In conclusion, phage ϕ1402 differs from other myoviruses by its extremely small size, the presence of visible capsomers, and its very small dsDNA genome. Tailed-phage capsids are generally smooth; the visualization of capsomers after negative staining is exceptional in tailed phages and many indicate structural differences separating ϕ1402 from other phages. Among the myoviruses, only the satellite coliphages P4 and ϕR73 have smaller DNAs, of 11.6 and 12.7 kb, respectively. Both of these have small isometric heads (~45 nm diameter) and tails of approximately 140 nm in length.13–15 A phylogenetic analysis of the ϕ1402 terminase protein () further reinforces the notion that this unusual Bdellovibrio phage has diverged considerably from all other currently known phage groups.
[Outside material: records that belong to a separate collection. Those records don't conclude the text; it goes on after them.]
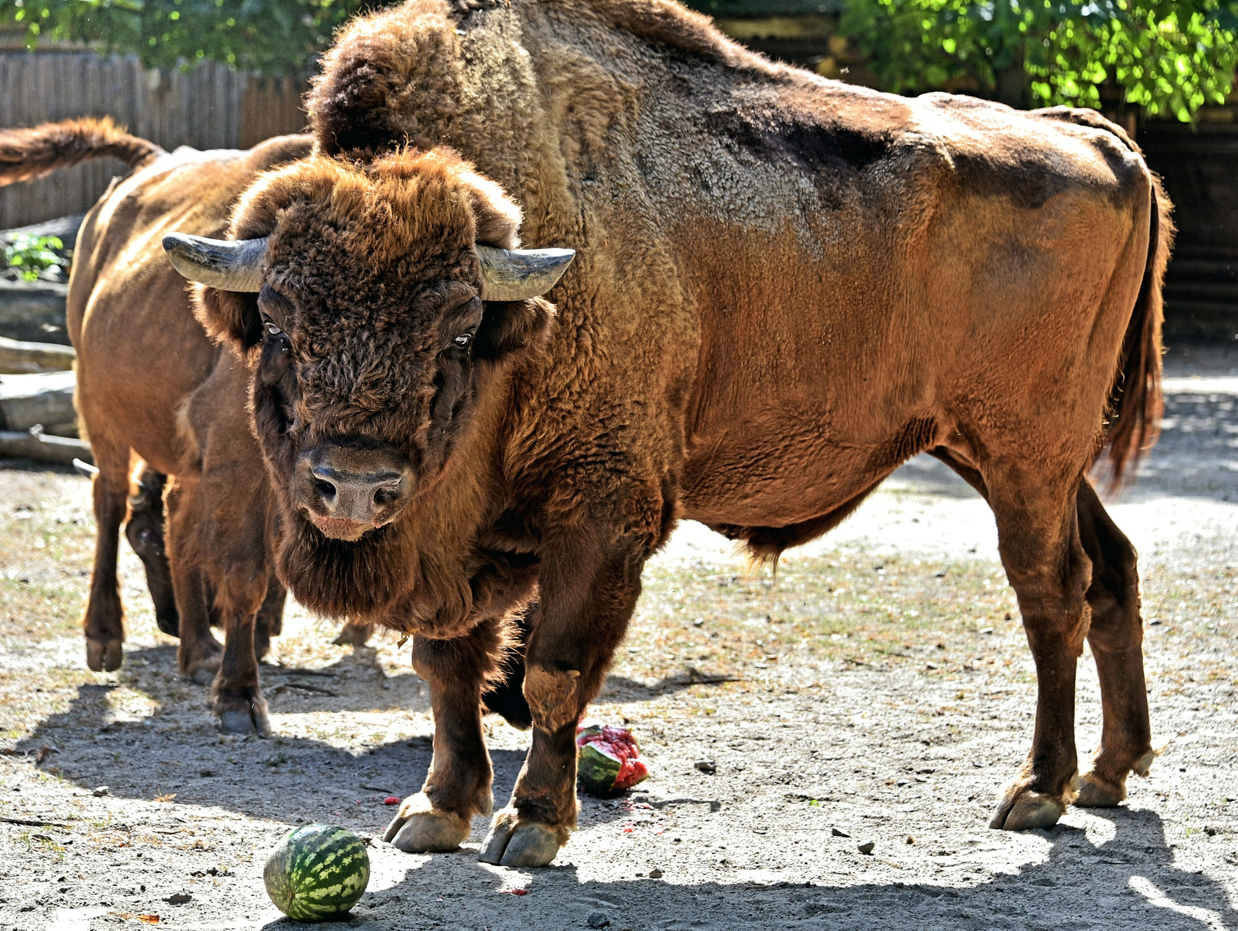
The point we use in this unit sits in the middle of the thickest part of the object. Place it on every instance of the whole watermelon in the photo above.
(317, 872)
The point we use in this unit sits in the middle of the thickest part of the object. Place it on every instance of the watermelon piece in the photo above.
(608, 759)
(317, 872)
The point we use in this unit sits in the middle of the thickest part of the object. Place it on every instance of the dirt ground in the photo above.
(880, 691)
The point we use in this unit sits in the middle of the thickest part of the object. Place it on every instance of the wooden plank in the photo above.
(206, 109)
(38, 400)
(19, 357)
(41, 447)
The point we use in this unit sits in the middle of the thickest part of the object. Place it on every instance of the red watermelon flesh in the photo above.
(618, 744)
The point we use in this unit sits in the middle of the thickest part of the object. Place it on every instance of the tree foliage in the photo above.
(271, 36)
(1166, 56)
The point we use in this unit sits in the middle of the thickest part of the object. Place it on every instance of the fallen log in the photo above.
(19, 357)
(38, 400)
(34, 311)
(41, 447)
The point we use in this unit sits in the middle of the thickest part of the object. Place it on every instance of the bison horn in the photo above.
(229, 265)
(520, 274)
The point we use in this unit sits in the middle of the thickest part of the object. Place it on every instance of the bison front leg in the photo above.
(237, 697)
(584, 614)
(145, 534)
(104, 620)
(458, 783)
(198, 653)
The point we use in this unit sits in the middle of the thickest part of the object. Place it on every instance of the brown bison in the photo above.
(151, 384)
(151, 381)
(785, 287)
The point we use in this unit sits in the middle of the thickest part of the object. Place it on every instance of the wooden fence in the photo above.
(209, 107)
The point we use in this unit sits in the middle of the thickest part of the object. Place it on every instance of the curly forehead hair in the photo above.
(404, 197)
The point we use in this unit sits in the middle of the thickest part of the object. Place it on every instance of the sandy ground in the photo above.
(880, 691)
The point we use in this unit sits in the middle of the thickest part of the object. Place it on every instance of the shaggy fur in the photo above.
(151, 383)
(784, 287)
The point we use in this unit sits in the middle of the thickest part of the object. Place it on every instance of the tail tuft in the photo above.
(27, 154)
(1135, 400)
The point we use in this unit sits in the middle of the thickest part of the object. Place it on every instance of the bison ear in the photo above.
(229, 317)
(511, 327)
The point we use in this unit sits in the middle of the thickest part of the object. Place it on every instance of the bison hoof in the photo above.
(243, 713)
(1021, 810)
(514, 844)
(103, 655)
(419, 827)
(1096, 792)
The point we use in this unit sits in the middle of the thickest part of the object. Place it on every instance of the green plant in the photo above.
(1166, 56)
(34, 255)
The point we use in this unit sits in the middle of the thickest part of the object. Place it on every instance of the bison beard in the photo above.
(770, 311)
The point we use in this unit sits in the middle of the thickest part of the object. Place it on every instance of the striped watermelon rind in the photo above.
(317, 872)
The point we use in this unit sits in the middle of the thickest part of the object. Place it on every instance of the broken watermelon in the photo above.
(608, 759)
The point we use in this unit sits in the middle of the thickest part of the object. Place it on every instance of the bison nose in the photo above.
(348, 492)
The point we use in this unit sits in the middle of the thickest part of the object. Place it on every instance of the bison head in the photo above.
(374, 303)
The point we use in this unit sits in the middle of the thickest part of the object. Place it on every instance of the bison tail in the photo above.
(1135, 400)
(27, 154)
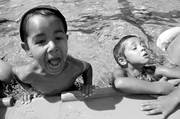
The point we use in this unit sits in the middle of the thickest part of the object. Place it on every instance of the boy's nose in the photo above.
(52, 46)
(142, 48)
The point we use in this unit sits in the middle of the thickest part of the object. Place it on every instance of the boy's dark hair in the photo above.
(43, 10)
(118, 50)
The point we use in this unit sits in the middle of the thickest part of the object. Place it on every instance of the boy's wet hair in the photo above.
(45, 10)
(118, 50)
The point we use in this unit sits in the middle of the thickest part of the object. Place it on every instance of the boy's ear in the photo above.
(67, 36)
(26, 49)
(122, 61)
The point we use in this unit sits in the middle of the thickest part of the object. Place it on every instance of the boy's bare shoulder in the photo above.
(6, 72)
(118, 72)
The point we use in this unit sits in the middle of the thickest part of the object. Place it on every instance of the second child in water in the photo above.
(134, 76)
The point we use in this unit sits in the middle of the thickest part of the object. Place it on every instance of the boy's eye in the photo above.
(134, 48)
(40, 41)
(58, 38)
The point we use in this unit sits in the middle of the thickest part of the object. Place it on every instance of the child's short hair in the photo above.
(119, 48)
(45, 10)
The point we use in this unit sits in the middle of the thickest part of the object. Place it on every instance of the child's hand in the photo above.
(27, 98)
(165, 87)
(174, 82)
(164, 105)
(87, 90)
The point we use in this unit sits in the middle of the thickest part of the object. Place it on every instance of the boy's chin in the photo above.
(54, 71)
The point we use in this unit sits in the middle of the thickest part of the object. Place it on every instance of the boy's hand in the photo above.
(87, 90)
(165, 87)
(174, 82)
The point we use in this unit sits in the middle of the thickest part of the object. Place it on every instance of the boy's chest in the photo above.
(63, 82)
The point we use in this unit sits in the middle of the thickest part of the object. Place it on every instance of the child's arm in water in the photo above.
(131, 85)
(164, 105)
(170, 72)
(87, 77)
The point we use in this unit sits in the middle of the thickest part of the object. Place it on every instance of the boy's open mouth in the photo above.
(54, 65)
(54, 62)
(145, 54)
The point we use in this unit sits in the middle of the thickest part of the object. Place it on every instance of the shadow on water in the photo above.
(89, 23)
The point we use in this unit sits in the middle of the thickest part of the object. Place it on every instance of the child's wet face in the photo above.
(47, 42)
(136, 51)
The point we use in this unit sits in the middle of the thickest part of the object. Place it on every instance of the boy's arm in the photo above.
(170, 72)
(6, 73)
(137, 86)
(87, 73)
(166, 37)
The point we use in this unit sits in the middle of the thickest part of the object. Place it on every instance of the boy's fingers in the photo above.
(153, 112)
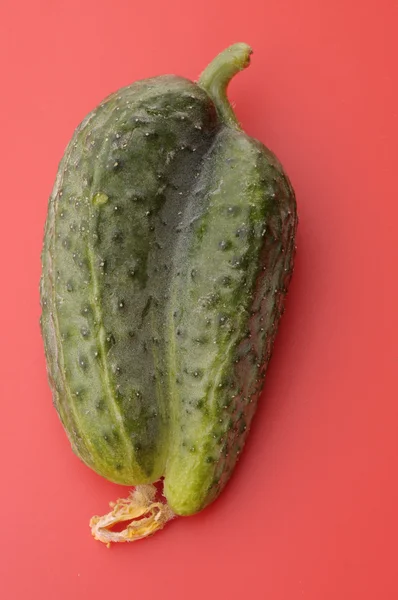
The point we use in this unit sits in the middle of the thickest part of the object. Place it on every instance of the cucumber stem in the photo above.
(144, 516)
(216, 77)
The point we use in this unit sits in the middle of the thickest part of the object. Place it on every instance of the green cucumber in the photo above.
(168, 250)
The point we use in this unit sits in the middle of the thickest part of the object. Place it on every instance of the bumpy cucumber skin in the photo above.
(168, 251)
(106, 260)
(231, 273)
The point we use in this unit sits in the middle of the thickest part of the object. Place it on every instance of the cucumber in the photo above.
(168, 250)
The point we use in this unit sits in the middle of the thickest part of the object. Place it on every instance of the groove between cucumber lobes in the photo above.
(168, 251)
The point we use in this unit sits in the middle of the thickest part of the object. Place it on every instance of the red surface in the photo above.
(311, 511)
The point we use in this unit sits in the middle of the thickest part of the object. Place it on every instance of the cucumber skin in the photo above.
(129, 285)
(233, 268)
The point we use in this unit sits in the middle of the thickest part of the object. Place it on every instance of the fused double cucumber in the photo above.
(168, 250)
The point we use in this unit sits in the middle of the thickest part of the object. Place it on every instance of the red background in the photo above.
(311, 511)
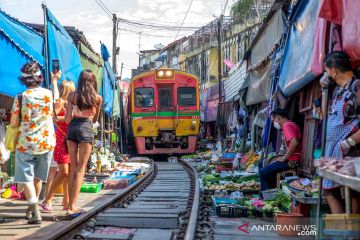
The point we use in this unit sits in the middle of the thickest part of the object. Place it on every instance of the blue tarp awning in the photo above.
(18, 45)
(297, 67)
(62, 47)
(107, 91)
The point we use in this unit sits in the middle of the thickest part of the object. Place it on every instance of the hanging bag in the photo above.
(12, 132)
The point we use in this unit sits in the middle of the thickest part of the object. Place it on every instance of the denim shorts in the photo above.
(81, 130)
(30, 166)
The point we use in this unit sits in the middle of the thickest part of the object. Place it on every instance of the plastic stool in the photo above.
(283, 174)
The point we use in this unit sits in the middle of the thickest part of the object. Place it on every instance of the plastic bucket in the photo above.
(288, 223)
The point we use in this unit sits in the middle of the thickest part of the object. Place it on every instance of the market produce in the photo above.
(251, 185)
(304, 184)
(281, 203)
(345, 166)
(249, 159)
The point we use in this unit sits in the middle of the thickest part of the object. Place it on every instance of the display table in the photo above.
(303, 200)
(344, 180)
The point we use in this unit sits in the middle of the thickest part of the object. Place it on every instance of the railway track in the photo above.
(161, 205)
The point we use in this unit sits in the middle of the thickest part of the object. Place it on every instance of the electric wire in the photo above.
(183, 19)
(105, 7)
(107, 13)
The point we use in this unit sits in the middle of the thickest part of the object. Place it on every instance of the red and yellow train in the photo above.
(163, 112)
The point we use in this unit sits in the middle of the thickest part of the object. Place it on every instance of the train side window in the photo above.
(187, 96)
(144, 97)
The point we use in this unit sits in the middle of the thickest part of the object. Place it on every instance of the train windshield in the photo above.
(187, 96)
(165, 98)
(144, 97)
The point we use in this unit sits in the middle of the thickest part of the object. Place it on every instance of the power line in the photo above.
(155, 25)
(107, 13)
(105, 7)
(162, 22)
(183, 19)
(144, 34)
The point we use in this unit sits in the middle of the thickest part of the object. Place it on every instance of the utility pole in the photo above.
(115, 24)
(219, 55)
(121, 110)
(115, 30)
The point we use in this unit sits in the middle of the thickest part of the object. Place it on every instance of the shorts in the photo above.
(53, 163)
(81, 130)
(30, 166)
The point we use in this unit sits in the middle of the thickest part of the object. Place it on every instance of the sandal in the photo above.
(45, 208)
(71, 216)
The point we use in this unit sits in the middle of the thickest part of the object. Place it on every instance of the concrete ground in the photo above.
(12, 213)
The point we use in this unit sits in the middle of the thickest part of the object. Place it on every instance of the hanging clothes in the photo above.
(338, 128)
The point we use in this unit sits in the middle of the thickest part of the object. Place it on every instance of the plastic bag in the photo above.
(11, 138)
(4, 153)
(236, 161)
(232, 121)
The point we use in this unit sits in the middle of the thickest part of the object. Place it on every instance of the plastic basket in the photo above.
(229, 155)
(91, 187)
(131, 178)
(269, 194)
(342, 221)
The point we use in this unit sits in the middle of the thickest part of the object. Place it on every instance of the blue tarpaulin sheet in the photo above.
(62, 48)
(297, 68)
(18, 45)
(107, 91)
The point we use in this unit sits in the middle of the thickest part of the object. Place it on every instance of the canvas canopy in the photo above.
(62, 48)
(259, 85)
(92, 61)
(304, 49)
(18, 45)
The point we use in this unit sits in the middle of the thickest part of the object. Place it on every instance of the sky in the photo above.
(88, 17)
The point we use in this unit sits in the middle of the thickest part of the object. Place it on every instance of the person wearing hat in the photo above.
(32, 112)
(342, 125)
(292, 138)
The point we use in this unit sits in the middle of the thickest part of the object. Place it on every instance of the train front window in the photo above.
(165, 98)
(144, 97)
(187, 96)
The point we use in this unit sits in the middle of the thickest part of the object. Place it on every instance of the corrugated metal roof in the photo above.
(233, 84)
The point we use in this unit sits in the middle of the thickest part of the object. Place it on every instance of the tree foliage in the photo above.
(241, 8)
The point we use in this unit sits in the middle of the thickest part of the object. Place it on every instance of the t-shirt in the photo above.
(36, 133)
(291, 131)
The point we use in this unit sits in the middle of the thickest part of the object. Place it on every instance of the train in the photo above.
(162, 112)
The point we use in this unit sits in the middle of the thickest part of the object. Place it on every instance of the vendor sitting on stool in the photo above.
(292, 135)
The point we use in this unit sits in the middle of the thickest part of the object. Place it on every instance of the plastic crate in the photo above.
(219, 200)
(219, 169)
(90, 187)
(230, 155)
(228, 211)
(342, 221)
(269, 194)
(131, 178)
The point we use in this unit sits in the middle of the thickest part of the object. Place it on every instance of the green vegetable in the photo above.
(281, 202)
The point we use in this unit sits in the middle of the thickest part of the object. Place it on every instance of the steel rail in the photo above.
(191, 227)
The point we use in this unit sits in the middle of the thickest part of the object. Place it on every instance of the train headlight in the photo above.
(165, 73)
(169, 73)
(160, 74)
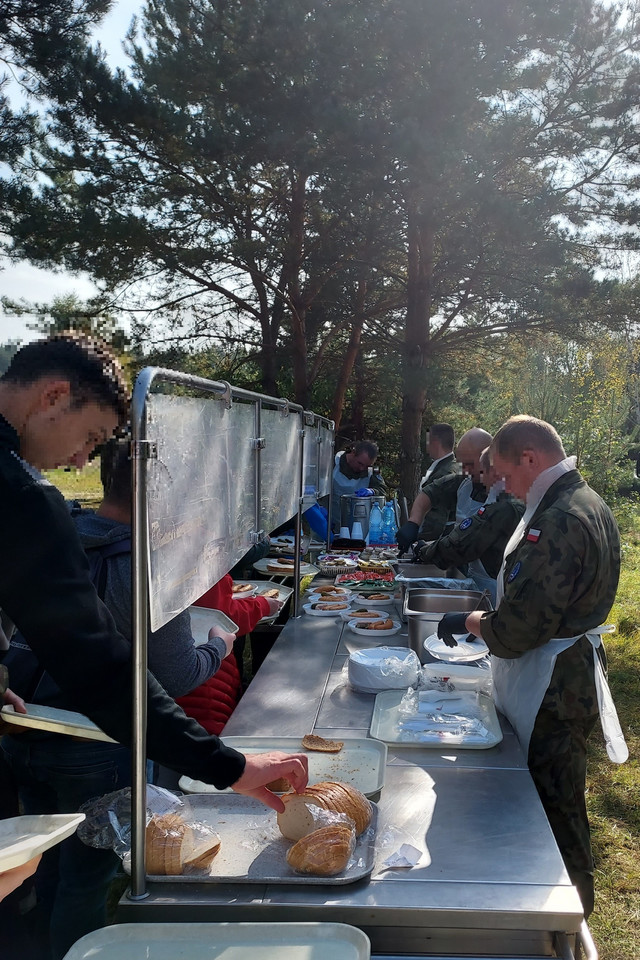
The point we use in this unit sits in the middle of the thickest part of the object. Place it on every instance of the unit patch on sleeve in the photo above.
(514, 573)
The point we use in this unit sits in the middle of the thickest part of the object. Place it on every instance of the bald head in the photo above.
(469, 451)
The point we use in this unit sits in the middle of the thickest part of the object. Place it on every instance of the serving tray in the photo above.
(222, 941)
(55, 720)
(252, 849)
(23, 838)
(360, 763)
(384, 725)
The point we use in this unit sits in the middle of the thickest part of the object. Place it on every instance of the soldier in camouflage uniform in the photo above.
(560, 578)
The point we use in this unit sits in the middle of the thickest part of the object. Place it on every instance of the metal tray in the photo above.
(254, 851)
(223, 941)
(384, 725)
(203, 618)
(23, 838)
(361, 762)
(55, 720)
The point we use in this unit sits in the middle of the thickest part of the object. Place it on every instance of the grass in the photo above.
(613, 791)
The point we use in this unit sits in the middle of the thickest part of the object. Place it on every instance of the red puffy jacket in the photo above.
(213, 702)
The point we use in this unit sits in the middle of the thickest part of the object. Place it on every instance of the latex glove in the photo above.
(407, 534)
(452, 623)
(418, 547)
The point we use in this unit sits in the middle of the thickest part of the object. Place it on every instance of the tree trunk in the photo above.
(352, 351)
(420, 236)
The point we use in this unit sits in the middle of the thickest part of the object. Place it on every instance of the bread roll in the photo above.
(174, 846)
(324, 852)
(297, 819)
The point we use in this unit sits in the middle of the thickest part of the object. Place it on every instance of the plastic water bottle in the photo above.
(389, 527)
(375, 524)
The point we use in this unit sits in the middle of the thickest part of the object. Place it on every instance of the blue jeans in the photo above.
(56, 775)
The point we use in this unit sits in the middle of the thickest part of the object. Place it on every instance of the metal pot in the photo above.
(424, 610)
(358, 509)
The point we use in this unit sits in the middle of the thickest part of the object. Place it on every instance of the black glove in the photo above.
(451, 623)
(418, 547)
(407, 534)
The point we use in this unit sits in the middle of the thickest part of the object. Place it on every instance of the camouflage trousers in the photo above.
(558, 764)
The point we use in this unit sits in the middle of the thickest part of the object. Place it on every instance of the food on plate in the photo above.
(324, 852)
(280, 564)
(173, 846)
(297, 819)
(311, 741)
(281, 785)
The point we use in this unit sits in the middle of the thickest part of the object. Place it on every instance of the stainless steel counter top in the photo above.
(490, 877)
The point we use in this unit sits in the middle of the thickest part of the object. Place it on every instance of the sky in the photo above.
(23, 281)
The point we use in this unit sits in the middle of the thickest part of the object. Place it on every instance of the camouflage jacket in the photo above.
(480, 537)
(560, 581)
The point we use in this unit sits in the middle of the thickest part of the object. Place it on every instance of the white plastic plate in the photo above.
(248, 591)
(54, 720)
(308, 608)
(203, 618)
(360, 763)
(23, 838)
(462, 653)
(356, 627)
(371, 614)
(223, 941)
(366, 601)
(262, 566)
(384, 725)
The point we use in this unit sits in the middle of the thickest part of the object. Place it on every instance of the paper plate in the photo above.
(367, 602)
(356, 627)
(463, 652)
(241, 594)
(321, 613)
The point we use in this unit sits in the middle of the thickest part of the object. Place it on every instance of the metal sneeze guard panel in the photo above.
(199, 521)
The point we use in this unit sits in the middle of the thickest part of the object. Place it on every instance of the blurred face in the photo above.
(359, 463)
(56, 433)
(517, 475)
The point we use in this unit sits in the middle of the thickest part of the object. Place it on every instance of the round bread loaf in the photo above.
(324, 852)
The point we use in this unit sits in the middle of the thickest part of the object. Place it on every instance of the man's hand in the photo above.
(407, 534)
(262, 768)
(227, 638)
(10, 880)
(452, 623)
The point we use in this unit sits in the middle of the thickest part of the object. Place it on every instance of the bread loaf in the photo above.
(173, 846)
(324, 852)
(297, 819)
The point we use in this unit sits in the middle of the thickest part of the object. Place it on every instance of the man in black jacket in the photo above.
(59, 399)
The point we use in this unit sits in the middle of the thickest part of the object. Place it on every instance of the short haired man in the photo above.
(59, 399)
(353, 470)
(557, 585)
(456, 495)
(478, 541)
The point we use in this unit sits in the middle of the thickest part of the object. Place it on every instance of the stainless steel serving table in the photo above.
(490, 883)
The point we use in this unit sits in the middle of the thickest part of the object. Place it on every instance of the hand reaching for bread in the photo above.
(262, 768)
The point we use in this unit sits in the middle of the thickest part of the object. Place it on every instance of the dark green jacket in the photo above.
(481, 537)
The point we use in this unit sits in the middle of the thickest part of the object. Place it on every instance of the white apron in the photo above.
(519, 685)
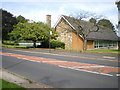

In the absence of any evidence that ϕ1402 is a satellite phage, it appears to represent the smallest known autonomous myovirus and thus an interesting example of reductionism carried to the extreme. It will be interesting to identify all the functions that ϕ1402 has been able to jettison on its evolutionarily reductionist pathway and, equally important, what few genes it was constrained to retain. It seems likely that even this small “simplistic” myovirus would require at least 25 genes to encode all the essential virion components and the associated genes for correct assembly of the virion. Such a conservative estimate leaves only 17 functions unaccounted for in the ϕ1402 genome, but many of these must be involved in the phage's takeover of host macromolecular synthesis and phage transcription/replication. It will be interesting to see what the few remaining unaccounted for phage functions do and how they do it with such modest genetic resources.
Large subunit terminase phylogeny. Neighbor-joining tree of the ϕ1402 terminase with its 7 closest phage homologs. Values at the nodes indicate the results of 100 bootstrap replicates and the scale bar indicates 0.1 substitutions per site.